So blieb denn dem Knaben nichts anderes übrig, als dem Wunsche seine Eltern zu willfahren und zu Schustermeister Meuser in Kerpen in die Lehre zu treten. Das Schumacherhandwerk hat etwas zum stillen Sinnen und Nachgrübeln Anregendes. Während der Schuster auf seinem Dreibein sitzt, sohlt, fleckt und näht, weilt sein Kopf nicht selten bei hören Dingen. So kommt’s, dass Philosophen und Dichter in ziemlicher Anzahl dieser Zunft entstammen. Wir erinnern an Jakob Böhme, Hans Sachs u.a.

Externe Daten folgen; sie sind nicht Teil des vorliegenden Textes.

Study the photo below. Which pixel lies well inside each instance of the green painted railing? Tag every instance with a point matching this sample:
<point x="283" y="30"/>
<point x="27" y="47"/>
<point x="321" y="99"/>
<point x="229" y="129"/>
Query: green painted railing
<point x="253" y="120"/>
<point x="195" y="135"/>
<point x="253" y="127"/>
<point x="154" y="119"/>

Was indes Kolping unternahm, das tat er ganz und recht schaffen. Er legte allen Fleiß und Eifer daran, in seinem Gewerbe etwas Tüchtiges zu werden und zu leisten. Nachdem er die Lehre bestanden, arbeitete er als Gesell auf ländlichen Werkstätten der Umgebung; so von 1829 bis 1830 in Sindorf; von da ging er nach Düren. Überall hat er sich zur vollsten Zufriedenheit seiner Meister geführt. Ob er auf dem Lande ein Virtuoser in seiner Kunst geworden, wissen wir nicht; so viel ist uns nur bekannt, dass er später in den Versammlungen seiner Vereinssöhne Veranlassung nahm, an die Notwendigkeit des Strebens nach allseitige geschäftlicher Tüchtigkeit zu erinnern, und die  Mittel und Wege, die dazu führen, dringend empfahl. Er führte nicht selten sein anfängliches Leben als Schustergeselle als Beispiel an, und wir erinnern uns, wie er unter schelmischem Lachen erzählte, dass er als junger Schuster seinem Vater ein paar Stiefel gemacht habe, die so ungeschickt waren, dass der gute Vater Peter Kolping seine Füße hinein-, aber nicht mehr herausbrachte. „So geht’s‘, sagte er dann, „man muss immer lernen, und jeder die Erfahrung machen, dass kein Gelehrter, aber auch kein Handwerker vom Himmel gefallen ist.“

Am 4. Juli 1833 starb seine Mutter, eine vortreffliche Frau, an der Kolping mit der innigsten Zärtlichkeit hing und an deren Frommsein und Liebe er sich sein ganzes Leben lang erinnerte. Häufig sprach eher in vertrauten Freundeskreis von dieser tiefreligiösen Mutter. Wir besitzen noch ein 36 Strophen langes Gedicht, der Zeit nach das erste, welches er verfasste; es ist überschrieben: „ Am Grabe meiner geliebten Mutter“, vom Jahre 1833; er nennt es ein zwar ungefüges Gedicht, aber auch ein Denkmal kindlicher Liebe, welche eher einer solchen Mutter schuldig zu sein glaubte.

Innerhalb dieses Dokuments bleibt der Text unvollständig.